My high school reunion is coming up soon. I’m kinda nervous. I haven’t graduated from college yet, and I’m afraid they’re gonna look at me funny. Some of them will be married. Some will have plenty of money to take trips and vacations, buying expensive things. I’m still here, hoping this dream grows wings. And, I wonder what they’ll say behind my back but not to my face because that’s how most of them were. I’ll stop there because I don’t believe in talking bad about people with negative souls. I prefer to keep mine pure.
Some days I wake up sad and pretty mad with myself for not doing what was expected. All I had to do was graduate in four years and my destiny wouldn’t have been subjected to all the twists and turns that it has taken thus far. I stay awake some nights and can’t even work because the thoughts overtake my mind. I’ll be honest and tell you that it does make me cry. To hear other people tell it, I have it pretty good. Things could be much worse. At least I didn’t grow up in the ‘hood.
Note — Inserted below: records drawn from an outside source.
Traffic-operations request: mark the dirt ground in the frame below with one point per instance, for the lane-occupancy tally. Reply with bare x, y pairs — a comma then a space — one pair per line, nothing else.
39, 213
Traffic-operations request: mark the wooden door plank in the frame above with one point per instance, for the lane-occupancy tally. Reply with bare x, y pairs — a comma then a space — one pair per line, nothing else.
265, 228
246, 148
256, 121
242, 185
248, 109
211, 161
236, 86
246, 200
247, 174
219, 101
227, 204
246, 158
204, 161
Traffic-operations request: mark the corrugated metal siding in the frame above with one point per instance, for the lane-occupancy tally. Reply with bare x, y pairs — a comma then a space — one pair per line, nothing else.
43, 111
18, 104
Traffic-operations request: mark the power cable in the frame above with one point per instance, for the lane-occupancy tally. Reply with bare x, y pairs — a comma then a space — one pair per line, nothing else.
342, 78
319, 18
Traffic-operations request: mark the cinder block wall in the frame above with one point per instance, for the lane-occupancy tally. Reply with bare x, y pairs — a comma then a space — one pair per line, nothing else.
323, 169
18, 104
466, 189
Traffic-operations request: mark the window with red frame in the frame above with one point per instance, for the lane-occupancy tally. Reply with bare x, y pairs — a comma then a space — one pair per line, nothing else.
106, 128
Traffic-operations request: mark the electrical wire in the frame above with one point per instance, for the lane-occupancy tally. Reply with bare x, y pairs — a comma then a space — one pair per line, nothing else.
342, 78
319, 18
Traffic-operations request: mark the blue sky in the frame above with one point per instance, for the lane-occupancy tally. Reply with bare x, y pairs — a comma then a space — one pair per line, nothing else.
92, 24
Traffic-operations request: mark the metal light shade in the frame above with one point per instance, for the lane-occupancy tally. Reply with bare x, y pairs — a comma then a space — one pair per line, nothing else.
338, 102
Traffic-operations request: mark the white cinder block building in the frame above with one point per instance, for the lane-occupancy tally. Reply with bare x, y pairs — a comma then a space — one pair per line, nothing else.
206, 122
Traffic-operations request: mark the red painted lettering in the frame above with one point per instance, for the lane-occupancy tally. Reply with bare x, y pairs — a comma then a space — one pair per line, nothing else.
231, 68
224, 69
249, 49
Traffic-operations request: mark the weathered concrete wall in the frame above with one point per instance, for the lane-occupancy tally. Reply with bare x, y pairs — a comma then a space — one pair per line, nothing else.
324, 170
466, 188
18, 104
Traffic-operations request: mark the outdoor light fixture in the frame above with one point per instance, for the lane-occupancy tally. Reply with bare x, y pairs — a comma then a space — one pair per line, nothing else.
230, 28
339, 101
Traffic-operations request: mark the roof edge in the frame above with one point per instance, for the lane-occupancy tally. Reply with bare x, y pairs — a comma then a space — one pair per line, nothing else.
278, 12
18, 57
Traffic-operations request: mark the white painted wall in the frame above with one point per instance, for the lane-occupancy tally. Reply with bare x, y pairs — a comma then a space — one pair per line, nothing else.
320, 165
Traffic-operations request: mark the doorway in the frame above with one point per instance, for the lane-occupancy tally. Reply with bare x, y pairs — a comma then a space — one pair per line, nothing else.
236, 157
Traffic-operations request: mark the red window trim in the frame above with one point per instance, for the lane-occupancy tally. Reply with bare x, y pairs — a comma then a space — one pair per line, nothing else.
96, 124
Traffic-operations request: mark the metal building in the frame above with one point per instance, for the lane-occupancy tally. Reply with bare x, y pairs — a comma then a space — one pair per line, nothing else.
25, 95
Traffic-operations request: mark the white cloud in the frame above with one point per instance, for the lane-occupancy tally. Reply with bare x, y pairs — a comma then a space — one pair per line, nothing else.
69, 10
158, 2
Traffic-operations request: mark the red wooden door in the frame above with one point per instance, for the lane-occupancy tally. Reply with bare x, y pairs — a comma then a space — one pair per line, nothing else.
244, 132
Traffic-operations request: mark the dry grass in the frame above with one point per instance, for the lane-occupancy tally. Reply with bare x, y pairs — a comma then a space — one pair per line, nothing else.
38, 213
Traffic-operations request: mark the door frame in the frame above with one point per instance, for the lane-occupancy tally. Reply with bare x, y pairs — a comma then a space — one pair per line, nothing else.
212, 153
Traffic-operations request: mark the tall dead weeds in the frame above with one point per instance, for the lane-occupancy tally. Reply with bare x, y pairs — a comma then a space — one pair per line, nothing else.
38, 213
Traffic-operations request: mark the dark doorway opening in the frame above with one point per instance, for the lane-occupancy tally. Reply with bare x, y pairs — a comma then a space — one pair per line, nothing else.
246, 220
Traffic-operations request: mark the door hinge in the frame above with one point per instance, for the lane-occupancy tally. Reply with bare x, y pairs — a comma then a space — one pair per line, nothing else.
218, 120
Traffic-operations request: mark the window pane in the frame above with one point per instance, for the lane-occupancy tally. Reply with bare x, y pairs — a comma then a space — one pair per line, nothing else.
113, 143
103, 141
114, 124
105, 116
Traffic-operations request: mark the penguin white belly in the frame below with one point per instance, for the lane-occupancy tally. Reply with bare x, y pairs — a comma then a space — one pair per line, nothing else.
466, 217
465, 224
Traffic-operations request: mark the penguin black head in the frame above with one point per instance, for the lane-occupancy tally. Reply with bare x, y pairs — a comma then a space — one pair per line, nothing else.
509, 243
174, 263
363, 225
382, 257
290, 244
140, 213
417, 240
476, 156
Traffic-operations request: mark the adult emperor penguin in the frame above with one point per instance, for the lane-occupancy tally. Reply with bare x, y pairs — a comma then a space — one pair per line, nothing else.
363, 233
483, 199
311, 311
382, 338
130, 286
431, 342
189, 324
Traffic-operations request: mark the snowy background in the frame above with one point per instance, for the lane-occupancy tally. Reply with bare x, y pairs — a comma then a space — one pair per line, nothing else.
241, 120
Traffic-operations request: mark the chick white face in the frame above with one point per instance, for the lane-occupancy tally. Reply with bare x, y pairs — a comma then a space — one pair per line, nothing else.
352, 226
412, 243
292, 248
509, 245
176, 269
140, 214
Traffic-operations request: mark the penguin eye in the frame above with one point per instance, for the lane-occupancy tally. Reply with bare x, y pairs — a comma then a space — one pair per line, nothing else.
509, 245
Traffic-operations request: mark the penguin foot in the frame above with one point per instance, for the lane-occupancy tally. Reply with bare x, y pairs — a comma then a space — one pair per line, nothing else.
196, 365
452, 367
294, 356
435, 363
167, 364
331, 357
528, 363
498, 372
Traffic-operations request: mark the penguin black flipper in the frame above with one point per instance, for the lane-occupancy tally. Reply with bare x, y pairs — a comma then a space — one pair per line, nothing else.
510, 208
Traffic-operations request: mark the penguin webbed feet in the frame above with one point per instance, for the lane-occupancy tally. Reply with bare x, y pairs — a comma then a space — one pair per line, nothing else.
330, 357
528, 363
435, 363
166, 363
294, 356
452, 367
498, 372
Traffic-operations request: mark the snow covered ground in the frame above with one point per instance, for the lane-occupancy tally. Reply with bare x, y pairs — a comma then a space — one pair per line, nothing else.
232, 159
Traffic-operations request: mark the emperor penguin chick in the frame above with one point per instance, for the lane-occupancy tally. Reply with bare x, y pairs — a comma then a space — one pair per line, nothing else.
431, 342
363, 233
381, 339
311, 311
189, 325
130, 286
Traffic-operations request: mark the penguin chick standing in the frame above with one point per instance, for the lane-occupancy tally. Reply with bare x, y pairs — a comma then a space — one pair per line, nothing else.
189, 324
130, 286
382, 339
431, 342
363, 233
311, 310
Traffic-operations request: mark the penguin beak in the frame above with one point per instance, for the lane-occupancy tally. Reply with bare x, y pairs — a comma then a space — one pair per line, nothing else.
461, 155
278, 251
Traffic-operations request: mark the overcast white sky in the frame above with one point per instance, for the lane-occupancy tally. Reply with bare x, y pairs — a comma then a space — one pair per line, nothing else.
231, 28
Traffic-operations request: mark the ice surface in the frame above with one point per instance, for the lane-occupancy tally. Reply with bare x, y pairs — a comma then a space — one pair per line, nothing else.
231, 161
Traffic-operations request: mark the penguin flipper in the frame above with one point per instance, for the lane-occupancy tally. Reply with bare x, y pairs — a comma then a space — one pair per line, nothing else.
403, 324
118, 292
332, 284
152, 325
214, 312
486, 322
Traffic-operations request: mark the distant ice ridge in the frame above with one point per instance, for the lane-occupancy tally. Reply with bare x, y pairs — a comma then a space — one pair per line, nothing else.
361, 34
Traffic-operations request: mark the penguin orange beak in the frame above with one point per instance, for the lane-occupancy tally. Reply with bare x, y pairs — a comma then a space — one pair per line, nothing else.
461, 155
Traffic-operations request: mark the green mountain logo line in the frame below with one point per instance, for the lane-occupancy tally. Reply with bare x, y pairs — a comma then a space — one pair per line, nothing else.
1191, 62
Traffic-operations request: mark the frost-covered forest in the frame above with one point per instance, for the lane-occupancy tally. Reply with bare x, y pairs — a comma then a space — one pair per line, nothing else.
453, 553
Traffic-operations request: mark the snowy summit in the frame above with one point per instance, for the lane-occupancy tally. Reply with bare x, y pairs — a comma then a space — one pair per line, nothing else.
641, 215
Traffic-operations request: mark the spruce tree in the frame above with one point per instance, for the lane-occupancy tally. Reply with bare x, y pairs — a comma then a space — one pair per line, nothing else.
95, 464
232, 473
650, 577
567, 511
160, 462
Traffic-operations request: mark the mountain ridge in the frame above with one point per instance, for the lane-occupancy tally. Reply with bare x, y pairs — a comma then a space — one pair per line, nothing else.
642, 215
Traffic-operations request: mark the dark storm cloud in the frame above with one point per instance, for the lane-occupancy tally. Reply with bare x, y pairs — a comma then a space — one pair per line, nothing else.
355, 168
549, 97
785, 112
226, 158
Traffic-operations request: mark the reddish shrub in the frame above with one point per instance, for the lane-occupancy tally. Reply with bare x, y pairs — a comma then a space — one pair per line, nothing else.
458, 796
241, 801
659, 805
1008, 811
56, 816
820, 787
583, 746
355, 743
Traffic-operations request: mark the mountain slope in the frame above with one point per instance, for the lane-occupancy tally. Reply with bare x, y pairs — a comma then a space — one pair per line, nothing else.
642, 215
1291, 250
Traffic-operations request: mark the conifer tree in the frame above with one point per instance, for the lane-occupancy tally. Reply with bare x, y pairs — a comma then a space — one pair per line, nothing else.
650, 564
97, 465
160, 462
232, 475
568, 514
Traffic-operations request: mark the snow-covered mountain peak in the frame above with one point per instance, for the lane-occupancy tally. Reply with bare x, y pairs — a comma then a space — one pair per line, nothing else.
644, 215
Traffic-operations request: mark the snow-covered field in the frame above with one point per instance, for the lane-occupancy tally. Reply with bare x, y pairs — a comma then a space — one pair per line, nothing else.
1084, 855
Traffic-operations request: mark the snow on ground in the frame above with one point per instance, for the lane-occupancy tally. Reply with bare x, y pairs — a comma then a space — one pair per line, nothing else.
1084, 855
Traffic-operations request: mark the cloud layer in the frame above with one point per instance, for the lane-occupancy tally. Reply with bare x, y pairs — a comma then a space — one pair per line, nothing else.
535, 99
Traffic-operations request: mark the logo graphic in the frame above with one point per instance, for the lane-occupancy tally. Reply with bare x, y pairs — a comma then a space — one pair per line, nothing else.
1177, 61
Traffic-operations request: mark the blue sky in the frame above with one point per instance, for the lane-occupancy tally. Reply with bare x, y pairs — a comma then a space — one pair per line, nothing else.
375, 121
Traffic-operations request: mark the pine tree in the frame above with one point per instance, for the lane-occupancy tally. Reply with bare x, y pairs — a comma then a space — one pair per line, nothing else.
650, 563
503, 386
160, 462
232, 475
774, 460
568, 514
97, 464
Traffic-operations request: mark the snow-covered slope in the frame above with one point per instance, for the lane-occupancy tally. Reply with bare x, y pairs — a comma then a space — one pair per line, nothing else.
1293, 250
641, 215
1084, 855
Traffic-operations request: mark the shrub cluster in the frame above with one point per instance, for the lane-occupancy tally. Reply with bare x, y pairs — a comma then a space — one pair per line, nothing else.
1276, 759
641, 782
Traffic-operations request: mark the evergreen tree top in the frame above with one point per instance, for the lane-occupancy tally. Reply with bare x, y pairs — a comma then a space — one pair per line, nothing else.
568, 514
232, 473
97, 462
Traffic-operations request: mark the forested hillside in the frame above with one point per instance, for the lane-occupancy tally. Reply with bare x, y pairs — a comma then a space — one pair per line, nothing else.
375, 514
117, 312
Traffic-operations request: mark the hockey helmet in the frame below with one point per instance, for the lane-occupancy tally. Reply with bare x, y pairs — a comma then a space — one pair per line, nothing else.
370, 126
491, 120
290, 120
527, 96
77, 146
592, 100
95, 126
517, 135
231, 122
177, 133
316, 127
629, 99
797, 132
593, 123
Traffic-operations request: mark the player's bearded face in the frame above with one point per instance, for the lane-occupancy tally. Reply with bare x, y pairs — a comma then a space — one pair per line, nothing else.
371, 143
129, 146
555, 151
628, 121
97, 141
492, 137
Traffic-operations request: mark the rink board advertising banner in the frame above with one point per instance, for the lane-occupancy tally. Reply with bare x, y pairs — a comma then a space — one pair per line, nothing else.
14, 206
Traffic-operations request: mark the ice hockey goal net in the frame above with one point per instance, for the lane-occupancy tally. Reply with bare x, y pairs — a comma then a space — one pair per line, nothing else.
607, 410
Is that what it takes, though, to be allowed to stumble? Is that where you have to come from to feel like everything around you could crumble at any moment? Nothing in this life is guaranteed. You have to work for everything no matter where you were brought up. From welfare to rich and food stamps to trust funds, everyone has to put a little work in to get some. True. Some people have to put in a lot more work than others, but does that make their struggle any less worthy of support? What about the kid in the middle?
Growing up between older sister Wealthy and younger brother Broke, Middle is just making it, surviving on Ramen and Coke. Yea, Middle can eat and has a house over her head. Middle even has a job, but it doesn’t cover her rent. It doesn’t pay all her bills with money to spare, but she doesn’t qualify for the benefits of welfare. Middle makes too much money to get government support, but she doesn’t wanna sit at home and not work. Stressed out on a daily basis, Middle learns to hide her pain because no one wants to hear the same sob story. Over and over again the tales of public transportation woes, the irony of working in a place where she can’t afford to buy the clothes. Her troubles weigh heavy on her shoulders, but if she goes to her family all they’ll say is, “I told ya. You should have just studied harder. You had nothing to worry about but your books. Other people can graduate in three years, what’s wrong with you?”
What’s wrong with me is that I’m not everyone else. I’m just me. Your misguided attempts at encouragement fail. Yes I’m sensitive. Yes I needed you to just listen to me and not judge, but I learned quickly that you couldn’t be that for me. I had to follow myself and be my own diary. Wealthy and Broke couldn’t understand me because neither had been where I am. One thinks I’m a whiner and I should be happy where I am. The other laughs and walks ten paces ahead. My high school reunion is coming up, and I wish I could say I had a story to tell, but no one wants to hear a sob story again.